V17.4.5 — auto-restart now actually rebuilds the HTTP keep-alive socket pool
Direct fix for the root cause of @petermeter69's observation on #442:
"Given the solid remote desktop connection, and the fact that the TG connection does not auto resume, it is obvious to me that it is the internal state of the node and not the connection quality that causes the failure."
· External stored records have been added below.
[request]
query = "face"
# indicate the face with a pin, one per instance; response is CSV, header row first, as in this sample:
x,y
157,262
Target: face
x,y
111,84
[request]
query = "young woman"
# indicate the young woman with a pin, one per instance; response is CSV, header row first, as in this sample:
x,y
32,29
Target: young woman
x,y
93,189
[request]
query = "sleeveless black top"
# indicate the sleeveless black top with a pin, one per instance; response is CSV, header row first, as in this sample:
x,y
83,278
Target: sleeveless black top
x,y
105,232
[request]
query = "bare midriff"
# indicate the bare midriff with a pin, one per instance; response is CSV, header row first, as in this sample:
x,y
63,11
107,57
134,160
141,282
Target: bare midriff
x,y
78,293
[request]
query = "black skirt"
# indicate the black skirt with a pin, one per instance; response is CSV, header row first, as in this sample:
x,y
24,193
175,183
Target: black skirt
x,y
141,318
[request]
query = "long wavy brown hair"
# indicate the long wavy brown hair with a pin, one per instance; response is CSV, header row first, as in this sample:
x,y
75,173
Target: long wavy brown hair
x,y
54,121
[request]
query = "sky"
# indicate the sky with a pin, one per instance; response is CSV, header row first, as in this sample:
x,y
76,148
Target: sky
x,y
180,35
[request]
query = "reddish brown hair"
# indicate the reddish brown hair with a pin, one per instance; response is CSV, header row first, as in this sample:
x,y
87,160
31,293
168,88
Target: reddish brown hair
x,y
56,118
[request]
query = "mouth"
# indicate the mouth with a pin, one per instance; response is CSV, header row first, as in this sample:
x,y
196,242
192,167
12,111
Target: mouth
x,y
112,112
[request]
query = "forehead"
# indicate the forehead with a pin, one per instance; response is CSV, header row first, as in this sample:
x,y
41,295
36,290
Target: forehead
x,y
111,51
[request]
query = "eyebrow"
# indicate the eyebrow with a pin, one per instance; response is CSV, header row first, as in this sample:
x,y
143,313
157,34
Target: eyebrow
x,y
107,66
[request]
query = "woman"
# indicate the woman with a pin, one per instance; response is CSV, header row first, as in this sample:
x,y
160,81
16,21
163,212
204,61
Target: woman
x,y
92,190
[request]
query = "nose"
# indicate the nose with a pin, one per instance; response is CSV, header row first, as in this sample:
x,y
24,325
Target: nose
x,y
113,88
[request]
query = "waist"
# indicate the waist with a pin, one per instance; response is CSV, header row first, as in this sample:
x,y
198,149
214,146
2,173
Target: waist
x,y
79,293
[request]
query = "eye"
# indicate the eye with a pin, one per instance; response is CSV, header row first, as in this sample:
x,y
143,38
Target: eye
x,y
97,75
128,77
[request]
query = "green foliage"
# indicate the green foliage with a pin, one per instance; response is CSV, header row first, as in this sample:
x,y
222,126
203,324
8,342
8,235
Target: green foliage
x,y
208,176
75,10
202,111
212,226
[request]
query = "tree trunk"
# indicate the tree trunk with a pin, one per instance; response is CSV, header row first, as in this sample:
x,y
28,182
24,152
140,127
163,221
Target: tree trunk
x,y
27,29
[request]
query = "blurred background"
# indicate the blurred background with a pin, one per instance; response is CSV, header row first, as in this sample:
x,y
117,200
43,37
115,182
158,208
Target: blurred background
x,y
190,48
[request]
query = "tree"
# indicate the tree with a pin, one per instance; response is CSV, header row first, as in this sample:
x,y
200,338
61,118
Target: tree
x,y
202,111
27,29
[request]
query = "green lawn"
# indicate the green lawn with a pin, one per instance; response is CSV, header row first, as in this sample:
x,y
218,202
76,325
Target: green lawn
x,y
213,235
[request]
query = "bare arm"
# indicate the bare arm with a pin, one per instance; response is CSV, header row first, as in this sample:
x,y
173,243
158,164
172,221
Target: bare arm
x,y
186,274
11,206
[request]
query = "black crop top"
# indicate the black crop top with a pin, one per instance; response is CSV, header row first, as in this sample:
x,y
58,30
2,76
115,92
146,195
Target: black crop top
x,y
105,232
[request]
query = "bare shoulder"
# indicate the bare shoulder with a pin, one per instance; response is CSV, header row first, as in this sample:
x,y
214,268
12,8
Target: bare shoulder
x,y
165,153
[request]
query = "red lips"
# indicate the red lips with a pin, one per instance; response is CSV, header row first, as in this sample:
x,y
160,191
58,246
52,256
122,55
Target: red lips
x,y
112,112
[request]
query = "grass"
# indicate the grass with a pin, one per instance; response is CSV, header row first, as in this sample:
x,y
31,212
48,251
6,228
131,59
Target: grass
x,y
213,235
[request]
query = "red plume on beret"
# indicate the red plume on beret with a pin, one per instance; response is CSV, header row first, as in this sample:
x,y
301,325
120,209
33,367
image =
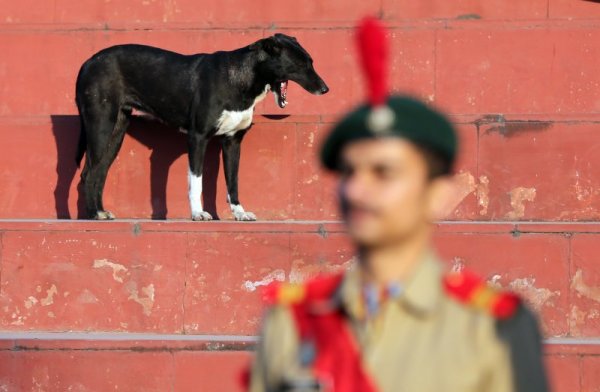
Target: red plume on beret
x,y
373,52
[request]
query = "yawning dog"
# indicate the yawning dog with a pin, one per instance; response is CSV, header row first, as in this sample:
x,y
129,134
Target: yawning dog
x,y
204,95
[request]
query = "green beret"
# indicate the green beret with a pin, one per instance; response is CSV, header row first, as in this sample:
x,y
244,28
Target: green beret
x,y
403,117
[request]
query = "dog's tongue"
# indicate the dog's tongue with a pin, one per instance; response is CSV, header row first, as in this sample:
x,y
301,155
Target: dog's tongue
x,y
282,94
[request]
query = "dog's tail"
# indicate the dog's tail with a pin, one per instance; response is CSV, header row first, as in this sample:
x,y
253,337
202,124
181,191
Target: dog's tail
x,y
81,146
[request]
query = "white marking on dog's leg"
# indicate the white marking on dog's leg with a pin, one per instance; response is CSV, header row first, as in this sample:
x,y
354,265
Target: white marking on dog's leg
x,y
239,213
195,196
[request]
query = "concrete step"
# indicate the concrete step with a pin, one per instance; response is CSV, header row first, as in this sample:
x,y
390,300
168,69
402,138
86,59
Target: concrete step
x,y
130,362
180,277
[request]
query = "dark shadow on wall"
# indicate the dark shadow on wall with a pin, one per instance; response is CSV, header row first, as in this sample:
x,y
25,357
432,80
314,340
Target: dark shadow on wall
x,y
166,144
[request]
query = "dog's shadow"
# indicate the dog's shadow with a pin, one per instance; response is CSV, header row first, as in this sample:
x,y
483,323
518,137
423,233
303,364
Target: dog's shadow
x,y
166,144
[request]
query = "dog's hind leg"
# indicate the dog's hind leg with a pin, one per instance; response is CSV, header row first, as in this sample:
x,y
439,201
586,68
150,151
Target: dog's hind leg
x,y
197,150
106,130
231,164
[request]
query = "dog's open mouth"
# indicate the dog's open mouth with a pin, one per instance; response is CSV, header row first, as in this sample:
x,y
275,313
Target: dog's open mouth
x,y
280,92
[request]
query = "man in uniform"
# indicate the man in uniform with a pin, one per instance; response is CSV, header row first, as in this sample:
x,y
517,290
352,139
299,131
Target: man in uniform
x,y
397,321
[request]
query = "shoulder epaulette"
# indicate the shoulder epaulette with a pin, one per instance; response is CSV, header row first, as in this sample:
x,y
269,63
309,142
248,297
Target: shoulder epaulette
x,y
470,289
314,290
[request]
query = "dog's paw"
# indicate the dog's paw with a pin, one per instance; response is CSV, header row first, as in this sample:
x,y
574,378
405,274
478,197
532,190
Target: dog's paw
x,y
104,215
201,216
244,216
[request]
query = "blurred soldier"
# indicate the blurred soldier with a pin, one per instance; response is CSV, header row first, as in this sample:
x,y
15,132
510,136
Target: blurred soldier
x,y
398,321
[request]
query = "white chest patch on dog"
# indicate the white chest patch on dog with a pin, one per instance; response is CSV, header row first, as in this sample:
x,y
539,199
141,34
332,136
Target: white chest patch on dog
x,y
230,122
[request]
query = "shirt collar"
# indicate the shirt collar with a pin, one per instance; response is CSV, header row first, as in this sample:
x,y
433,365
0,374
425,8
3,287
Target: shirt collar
x,y
422,290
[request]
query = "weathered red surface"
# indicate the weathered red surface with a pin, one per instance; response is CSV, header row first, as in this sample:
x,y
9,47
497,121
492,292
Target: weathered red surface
x,y
518,77
85,366
83,370
205,278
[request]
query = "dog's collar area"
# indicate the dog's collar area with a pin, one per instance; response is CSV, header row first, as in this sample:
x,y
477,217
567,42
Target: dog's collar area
x,y
280,92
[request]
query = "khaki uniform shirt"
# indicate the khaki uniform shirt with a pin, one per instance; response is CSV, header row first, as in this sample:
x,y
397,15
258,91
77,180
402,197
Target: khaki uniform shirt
x,y
421,341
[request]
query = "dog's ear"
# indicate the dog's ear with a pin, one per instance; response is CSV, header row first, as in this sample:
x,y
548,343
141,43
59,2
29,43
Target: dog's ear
x,y
271,45
280,37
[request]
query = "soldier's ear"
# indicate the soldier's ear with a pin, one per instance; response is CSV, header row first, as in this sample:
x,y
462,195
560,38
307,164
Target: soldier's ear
x,y
441,197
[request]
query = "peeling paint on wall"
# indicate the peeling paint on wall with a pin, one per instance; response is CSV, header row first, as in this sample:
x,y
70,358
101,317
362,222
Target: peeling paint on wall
x,y
583,289
49,300
276,275
517,198
147,302
483,194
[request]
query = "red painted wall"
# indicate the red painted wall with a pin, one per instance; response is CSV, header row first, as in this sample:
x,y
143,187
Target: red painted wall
x,y
519,78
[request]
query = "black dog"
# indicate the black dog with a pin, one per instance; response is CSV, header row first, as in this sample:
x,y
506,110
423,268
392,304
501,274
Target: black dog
x,y
203,95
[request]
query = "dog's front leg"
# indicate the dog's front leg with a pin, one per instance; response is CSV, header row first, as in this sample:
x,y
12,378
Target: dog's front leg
x,y
231,163
197,150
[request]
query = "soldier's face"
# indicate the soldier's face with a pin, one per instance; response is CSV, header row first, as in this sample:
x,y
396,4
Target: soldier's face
x,y
385,192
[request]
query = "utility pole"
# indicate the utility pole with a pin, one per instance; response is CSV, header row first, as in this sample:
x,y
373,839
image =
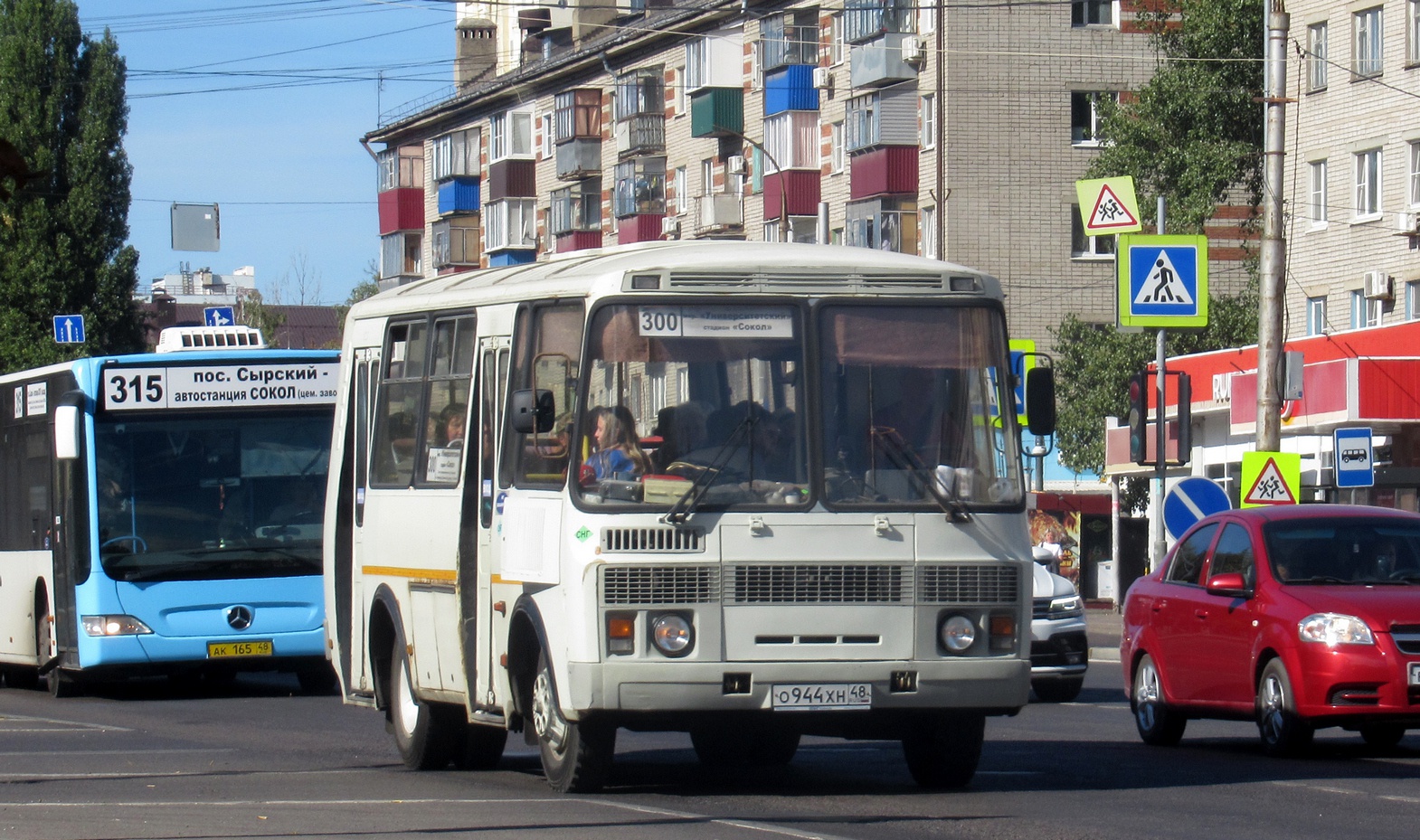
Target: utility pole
x,y
1273,263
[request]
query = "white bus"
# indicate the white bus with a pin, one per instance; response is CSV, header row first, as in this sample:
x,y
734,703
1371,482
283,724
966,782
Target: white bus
x,y
749,491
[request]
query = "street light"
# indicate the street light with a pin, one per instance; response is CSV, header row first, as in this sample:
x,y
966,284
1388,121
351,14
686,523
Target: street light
x,y
784,202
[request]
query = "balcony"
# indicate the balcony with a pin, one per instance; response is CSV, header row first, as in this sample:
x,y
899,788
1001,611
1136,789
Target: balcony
x,y
640,135
720,211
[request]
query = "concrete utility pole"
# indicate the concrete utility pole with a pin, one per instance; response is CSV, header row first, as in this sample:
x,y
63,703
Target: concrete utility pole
x,y
1273,259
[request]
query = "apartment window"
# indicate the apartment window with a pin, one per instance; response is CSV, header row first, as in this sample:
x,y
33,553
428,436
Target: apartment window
x,y
1415,174
1084,117
791,141
577,207
1368,42
456,154
578,115
1317,55
1368,184
511,223
835,39
929,121
640,187
1315,316
401,254
510,135
1413,32
1085,246
1318,192
929,233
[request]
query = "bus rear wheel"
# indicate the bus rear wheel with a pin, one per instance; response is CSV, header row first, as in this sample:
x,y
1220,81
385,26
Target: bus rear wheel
x,y
423,732
577,757
943,750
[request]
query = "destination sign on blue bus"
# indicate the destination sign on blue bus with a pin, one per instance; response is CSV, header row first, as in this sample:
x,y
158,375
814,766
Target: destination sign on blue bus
x,y
226,385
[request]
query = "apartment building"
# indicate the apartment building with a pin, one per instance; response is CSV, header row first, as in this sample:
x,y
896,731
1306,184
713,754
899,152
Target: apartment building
x,y
1353,166
951,131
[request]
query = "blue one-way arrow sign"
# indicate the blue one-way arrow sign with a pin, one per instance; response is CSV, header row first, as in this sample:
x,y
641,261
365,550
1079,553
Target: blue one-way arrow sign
x,y
69,329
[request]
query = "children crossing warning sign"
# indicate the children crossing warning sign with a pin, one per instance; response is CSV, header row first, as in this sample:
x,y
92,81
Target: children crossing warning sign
x,y
1108,204
1271,478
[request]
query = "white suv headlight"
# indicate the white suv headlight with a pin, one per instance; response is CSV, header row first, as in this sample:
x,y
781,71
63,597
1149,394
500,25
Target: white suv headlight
x,y
1334,628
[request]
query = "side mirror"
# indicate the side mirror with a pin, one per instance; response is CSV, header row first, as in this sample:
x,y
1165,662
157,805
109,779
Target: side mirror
x,y
533,411
1228,585
1040,401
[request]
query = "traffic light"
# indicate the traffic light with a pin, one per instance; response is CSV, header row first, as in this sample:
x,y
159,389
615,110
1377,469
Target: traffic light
x,y
1185,418
1139,418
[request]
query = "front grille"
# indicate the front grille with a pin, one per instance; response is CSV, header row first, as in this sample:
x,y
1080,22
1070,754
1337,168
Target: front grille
x,y
659,585
969,583
653,540
819,583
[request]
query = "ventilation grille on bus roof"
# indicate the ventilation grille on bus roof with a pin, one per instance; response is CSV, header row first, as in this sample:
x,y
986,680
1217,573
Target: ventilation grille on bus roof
x,y
208,338
807,281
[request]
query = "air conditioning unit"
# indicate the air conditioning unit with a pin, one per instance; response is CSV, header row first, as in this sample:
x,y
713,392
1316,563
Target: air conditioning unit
x,y
1377,286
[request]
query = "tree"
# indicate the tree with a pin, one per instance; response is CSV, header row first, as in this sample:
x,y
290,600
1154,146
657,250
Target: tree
x,y
62,229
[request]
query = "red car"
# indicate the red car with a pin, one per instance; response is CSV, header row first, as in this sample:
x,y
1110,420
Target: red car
x,y
1298,618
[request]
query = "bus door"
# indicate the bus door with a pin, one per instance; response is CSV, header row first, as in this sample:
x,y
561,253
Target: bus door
x,y
476,533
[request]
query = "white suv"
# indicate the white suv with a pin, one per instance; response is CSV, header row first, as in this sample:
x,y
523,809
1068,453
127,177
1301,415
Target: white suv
x,y
1060,653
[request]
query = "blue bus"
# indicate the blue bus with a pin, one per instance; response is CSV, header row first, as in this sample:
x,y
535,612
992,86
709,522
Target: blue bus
x,y
161,513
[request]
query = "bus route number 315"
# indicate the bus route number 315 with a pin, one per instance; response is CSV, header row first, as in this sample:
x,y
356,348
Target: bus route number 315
x,y
822,695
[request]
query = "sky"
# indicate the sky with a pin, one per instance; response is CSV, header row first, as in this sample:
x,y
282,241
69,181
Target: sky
x,y
259,105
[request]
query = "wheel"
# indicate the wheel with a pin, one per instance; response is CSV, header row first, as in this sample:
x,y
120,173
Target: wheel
x,y
422,731
944,750
757,745
482,748
1058,690
317,680
577,757
1158,724
1382,735
1281,728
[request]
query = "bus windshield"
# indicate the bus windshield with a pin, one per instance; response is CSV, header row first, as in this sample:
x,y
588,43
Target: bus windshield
x,y
211,497
707,403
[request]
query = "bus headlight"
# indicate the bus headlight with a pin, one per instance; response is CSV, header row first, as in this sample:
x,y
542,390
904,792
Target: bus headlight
x,y
957,633
114,626
672,635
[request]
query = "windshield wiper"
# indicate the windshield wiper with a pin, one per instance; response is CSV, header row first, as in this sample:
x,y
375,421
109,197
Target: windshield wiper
x,y
685,505
904,458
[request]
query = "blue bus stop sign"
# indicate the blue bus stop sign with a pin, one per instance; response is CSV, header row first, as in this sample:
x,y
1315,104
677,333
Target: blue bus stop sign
x,y
1188,501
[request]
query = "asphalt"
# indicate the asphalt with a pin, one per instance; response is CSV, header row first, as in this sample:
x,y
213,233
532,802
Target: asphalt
x,y
1103,630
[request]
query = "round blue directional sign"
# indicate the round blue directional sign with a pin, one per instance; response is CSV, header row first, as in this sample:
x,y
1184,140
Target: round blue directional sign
x,y
1188,501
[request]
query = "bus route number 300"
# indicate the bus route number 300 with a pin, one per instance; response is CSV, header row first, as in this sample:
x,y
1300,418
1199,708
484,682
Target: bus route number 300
x,y
822,695
135,389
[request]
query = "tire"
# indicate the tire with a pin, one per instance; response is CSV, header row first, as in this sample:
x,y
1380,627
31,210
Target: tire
x,y
1058,690
482,748
1283,731
1158,724
944,750
1382,735
757,745
423,734
577,757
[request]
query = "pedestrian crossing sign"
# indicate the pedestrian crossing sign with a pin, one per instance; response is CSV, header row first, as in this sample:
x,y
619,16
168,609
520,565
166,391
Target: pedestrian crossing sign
x,y
1271,478
1163,281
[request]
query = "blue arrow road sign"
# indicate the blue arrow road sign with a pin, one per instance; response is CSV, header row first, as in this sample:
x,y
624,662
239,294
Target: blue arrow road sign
x,y
69,329
1355,466
1188,501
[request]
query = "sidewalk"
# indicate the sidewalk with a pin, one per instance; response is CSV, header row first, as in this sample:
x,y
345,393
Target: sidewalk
x,y
1105,628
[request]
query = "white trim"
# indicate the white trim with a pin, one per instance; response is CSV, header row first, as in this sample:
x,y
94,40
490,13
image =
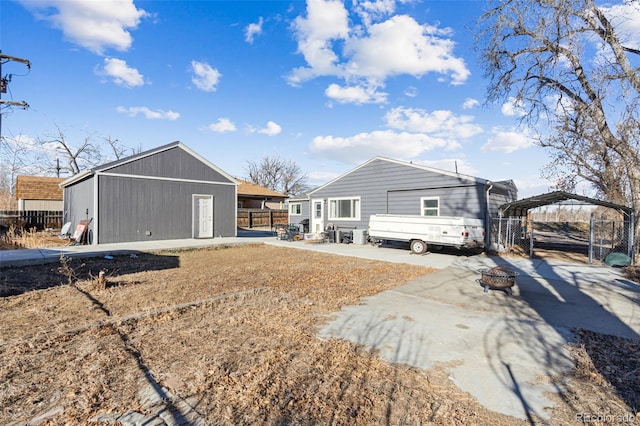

He was right. V17.4.0's scheduleRestart claimed in its own code comment that "a successful create rebuilds the http.Agent so a stale keep-alive pool is replaced" — but that wasn't actually true.
What was happening
bot-node.js built the this.request options object once at config-node construction and reused the same object reference across every bot rebuild. For the non-SOCKS path it set agentOptions: { keepAlive: true } but did not set a pool field — and @cypress/request (which node-telegram-bot-api uses under the hood) treats a missing pool as "use my process-global pool". Looking at @cypress/request/request.js:689:
if (!self.pool[poolKey]) {
self.pool[poolKey] = new Agent(options);
}
return self.pool[poolKey];The agent is cached on the pool by a key derived from protocol + cert options. Same protocol + same options + same global pool = same agent instance before and after the rebuild. So when the network silently dropped a keep-alive socket (a half-open connect ETIMEDOUT shape), the same https.Agent kept handing that socket out, scheduleRestart rebuilt the bot on top of the same wedge, and the only way to clear it was to restart the whole Node-RED process so the global pool was rebuilt from scratch. Exactly the "manual redeploy is the only way" behaviour reported across #442's full history.
What changes in V17.4.5
Two small changes in bot-node.js:
1. Per-bot pool ownership. A new buildRequestOptions() method returns a request options object with a fresh pool: {} reference every call, and stores that reference on self.requestPool. The config-node constructor now calls this once instead of inlining the request shape. Each bot instance now owns its own agent pool instead of sharing the process-global one.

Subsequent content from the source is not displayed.